Apparently, in the system I am using write commands to the tape device are processed synchronously, i.e. the process issuing the write system call is suspended until the data is written to the device. In the first case involving the tape drive, while data was being written by gzip to the tape drive (and gzip was waiting), tar could continue to process some files writing its output to the pipe buffer connecting the two processes. In the second case where dd was added, dd took a longer time to write the 0.5MB block to the tape drive. During that time the pipe buffer between gzip and dd got full thereby blocking gzip. That in turn, made the pipe buffer between tar and gzip fill-up blocking tar as well. The explanation of the timing anomaly made me realise the problem's root and think about a possible solution.

In order to optimise the backup process I would need a way to prevent the pipeline stalls while data was being written to the tape drive. The addition of another dd process after gzip could provide this buffer:

% tar cf - /usr/src/linux | gzip -c |
  dd obs=512k | dd obs=512k of=/dev/tape
In the pipeline above gzip writes data to the first dd process. As soon as this process accumulates 0.5MB it writes it to the second dd process using a single write call. As soon as the second dd process accumulates 0.5MB (i.e. immediately after the first process writes it) it will issue a write call to send the data to the tape drive. While data is being written to the tape the second dd process is blocked; however, the first one is still running, as it has written its block to the second process and is now again accumulating the next block to write. Therefore tar and gzip can continue gathering and compressing data at the same time as data is being written to the tape drive. Thus, the two dd processes effectively implement a double buffering mechanism. The time measurements prove the validity of this approach:
% time sh -c 'tar cf - /usr/src/linux | gzip -c |
  dd obs=512k | dd obs=512k of=/dev/tape
27979+1 records in
27+1 records out
27979+1 records in
27+1 records out
364.34user 48.57system 9:23.22elapsed 73%CPU

Our change resulted in a 28% decrease in the tape overhead giving a 10% decrease in overall execution time. Depending on the performance differences between the CPU and the peripheral in question, the execution time can decrease even more.

Conclusions

As I mentioned in the beginning one of the responsibilities of an OS is to optimise the utilisation of a computer system by the appropriate scheduling of tasks.

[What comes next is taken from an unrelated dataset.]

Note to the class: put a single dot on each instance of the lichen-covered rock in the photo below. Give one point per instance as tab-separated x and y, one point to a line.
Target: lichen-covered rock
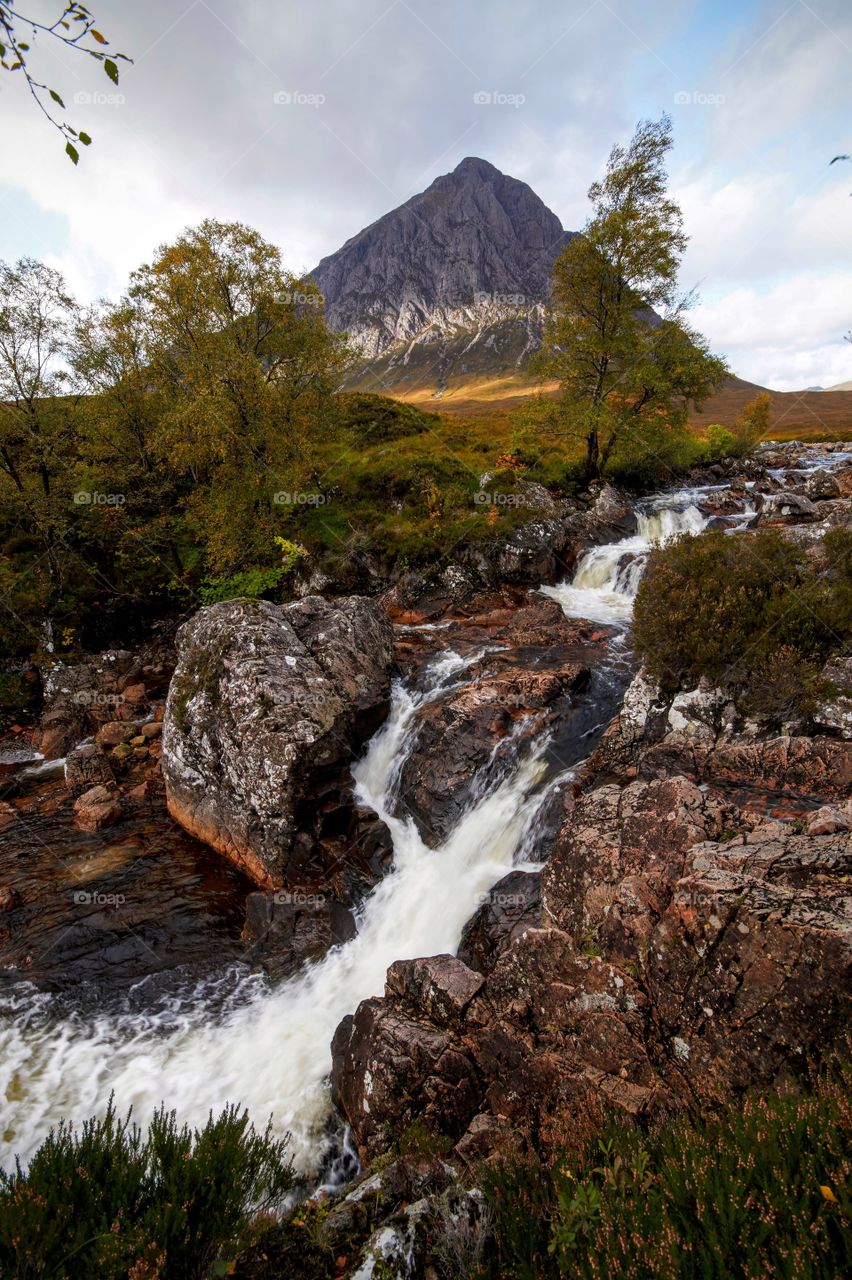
688	950
265	704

In our initial case while the system was waiting for the tape drive to write the data it could indeed run other unrelated processes such as sendmail or httpd. However, the operation of the processes in the backup pipeline could not be parallelised beyond the limits imposed by the small buffer provided by the implementation of pipes under Unix. Soon after one process in the pipeline blocked the whole pipeline was stalled. Adding an additional dd process before the process writing to the tape provided extra breathing space to the pipeline and increased the possibility for parallel operation. The same approach can be used in all cases where a pipeline consists of a mixture of I/O and CPU-bound tasks.